Глава 4. «Highway to Hell» и резиновые письки
Горова квартира обставлена по последнему писку моды. Не квартира, а музей современного искусства. А современное искусство, как известно, штука весьма сомнительная.
Гор, впрочем, тоже от обстановки не в восторге. «Коварный мелочный пидарас с левой резьбой по периметру мозга», — зло рявкнул он, когда я спросил о дизайнере.
— Я пока в душ, а ты в спальню иди, готовься, — похабно ухмыльнулся он.

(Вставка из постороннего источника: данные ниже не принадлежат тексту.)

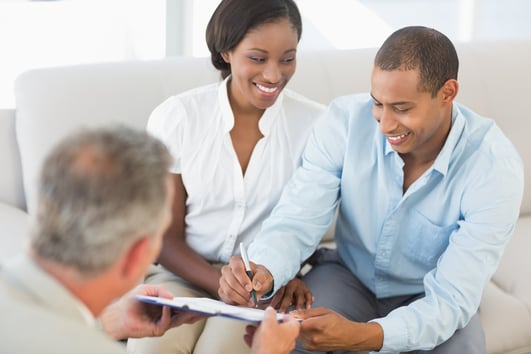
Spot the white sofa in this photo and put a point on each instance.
(495, 81)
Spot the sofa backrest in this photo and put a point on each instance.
(495, 80)
(11, 191)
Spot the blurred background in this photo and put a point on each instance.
(37, 34)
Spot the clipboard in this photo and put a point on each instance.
(209, 307)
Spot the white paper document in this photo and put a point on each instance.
(209, 307)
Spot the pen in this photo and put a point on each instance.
(248, 270)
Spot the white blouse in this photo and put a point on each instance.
(223, 206)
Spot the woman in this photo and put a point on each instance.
(235, 145)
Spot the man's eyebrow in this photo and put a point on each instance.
(398, 103)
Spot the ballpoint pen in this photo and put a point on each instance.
(248, 270)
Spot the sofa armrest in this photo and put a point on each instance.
(14, 233)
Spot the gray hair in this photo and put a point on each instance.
(100, 190)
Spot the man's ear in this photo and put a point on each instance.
(135, 257)
(449, 90)
(225, 57)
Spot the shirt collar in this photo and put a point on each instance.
(445, 155)
(267, 119)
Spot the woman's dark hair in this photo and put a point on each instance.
(233, 19)
(424, 48)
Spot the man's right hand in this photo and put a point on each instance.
(235, 286)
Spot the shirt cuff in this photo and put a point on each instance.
(396, 337)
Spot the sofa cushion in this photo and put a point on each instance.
(506, 304)
(14, 230)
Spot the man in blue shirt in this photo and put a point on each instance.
(428, 194)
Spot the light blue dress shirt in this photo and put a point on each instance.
(443, 237)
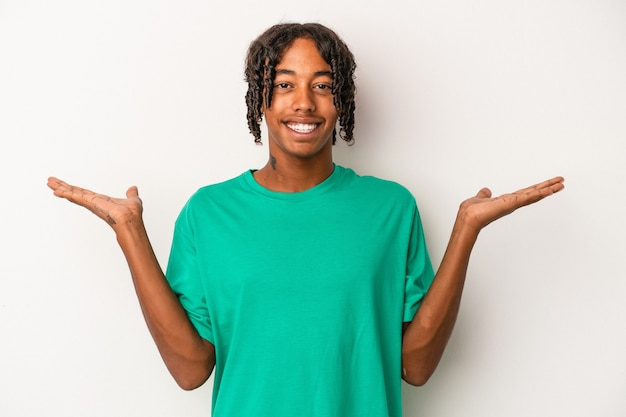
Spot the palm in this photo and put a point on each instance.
(483, 209)
(115, 211)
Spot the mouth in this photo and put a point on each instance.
(302, 127)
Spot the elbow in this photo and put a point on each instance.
(417, 367)
(190, 382)
(415, 378)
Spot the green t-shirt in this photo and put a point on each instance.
(302, 294)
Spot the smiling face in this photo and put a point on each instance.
(302, 115)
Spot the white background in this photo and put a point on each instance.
(452, 96)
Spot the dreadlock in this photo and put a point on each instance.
(266, 51)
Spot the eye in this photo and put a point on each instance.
(324, 87)
(281, 85)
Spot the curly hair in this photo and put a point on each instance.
(266, 51)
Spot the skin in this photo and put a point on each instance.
(302, 95)
(297, 161)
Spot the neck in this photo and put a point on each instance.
(293, 176)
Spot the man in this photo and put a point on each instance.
(303, 279)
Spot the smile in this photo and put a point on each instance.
(302, 127)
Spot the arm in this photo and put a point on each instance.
(189, 358)
(426, 336)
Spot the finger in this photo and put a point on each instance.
(132, 192)
(548, 186)
(484, 193)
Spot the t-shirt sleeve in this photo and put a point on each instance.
(419, 270)
(184, 278)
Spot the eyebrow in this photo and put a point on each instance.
(292, 72)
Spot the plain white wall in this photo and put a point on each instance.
(453, 96)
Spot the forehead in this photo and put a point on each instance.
(303, 54)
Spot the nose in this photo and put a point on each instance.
(303, 100)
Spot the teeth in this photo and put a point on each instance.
(302, 127)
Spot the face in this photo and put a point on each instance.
(302, 117)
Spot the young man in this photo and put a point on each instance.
(303, 279)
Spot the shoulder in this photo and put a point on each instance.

Спальня, кстати, от грандиозных дизайнерских замыслов пострадала меньше всего. Классическая обстановка, не считая выкрашенных в агрессивно-красный цвет стен. Возле огромной кровати (я нисколько не сомневался, что она у Игоря будет именно такой) валялся темный пакет. Я не очень-то любопытный, вообще-то, но в этот раз не утерпел — заглянул. Едрить твою в дышло…
— Эй, ты чего там завис? — в проеме двери замаячил Гор, одетый только в полотенце, обернутое вокруг бедер. По обнаженному торсу стекали капельки воды, и я завис второй раз, любуясь прекрасно сложенным телом своего любовника. Иногда даже зависть берет — у меня-то мускулов отродясь в организме не было. Теперь уже и не будет… Да и кожа не такая гладкая и ровная, цвета топленого молока.
— А-а-а, — понятливо протянул он, заметив в моих руках пакет. — Разглядываешь мои подарки?